German and Canadian HTAs rejected reimbursement of alectinib for second-line (2L) ALK+ NSCLC citing possible biases from (i) unmeasured confounding and (ii) missing ECOG performance status (PS) data in real-world evidence (RWE) for 2L ceritinib submitted as comparator to single-arm alectinib trials. We sought to evaluate this HTA decision using post-launch real-world data from the United States, where alectinib was approved. Quantitative bias analysis was used to compare the effectiveness of alectinib versus ceritinib in 2L post-crizotinib ALK+ NSCLC using treatment arms derived from pooled single-arm alectinib trials (n=183) and records from a US nationwide Flatiron Health electronic health record (EHR)-derived de-identified database (n=87 and 102 for alectinib and ceritinib). Propensity score weighting was used to balance baseline characteristics between treatment arms.
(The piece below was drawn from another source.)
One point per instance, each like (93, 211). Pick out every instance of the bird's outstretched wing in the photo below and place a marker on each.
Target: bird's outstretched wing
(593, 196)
Large imbalances were observed in age, CNS metastases and prior chemotherapy. After adjustment for baseline covariates, alectinib-treated patients (n=55) had significantly longer median overall survival (OS) of 28 months (95% CI: 20-37) than ceritinib (11 months, 95% CI: 8-27; n=44) using complete case analysis (hazard ratio (HR): 0.64, 0.43-0.91). An unmeasured confounder associated with OS and alectinib exposure by a risk ratio >2.1-fold was needed to nullify the observed treatment effect. Under a missing-at-random assumption (MAR) for ECOG PS scores (49% missing for ceritinib arm) using multiple imputation, the pooled HR was 0.64 (0.5-0.8). The observed treatment effect was robust to all deviations from MAR where balance in baseline characteristics could be achieved. Alectinib maintained a significantly longer median OS (28 months versus 13 months, HR: 0.70, 0.54-0.85) after shifting an additional 10-40% patients to a poorer ECOG PS than expected under MAR. Only implausible levels of bias reversed our conclusions. These methods could provide a framework to explore uncertainty in RWE and aid decision-making for HTAs to enable patient access to innovative therapies.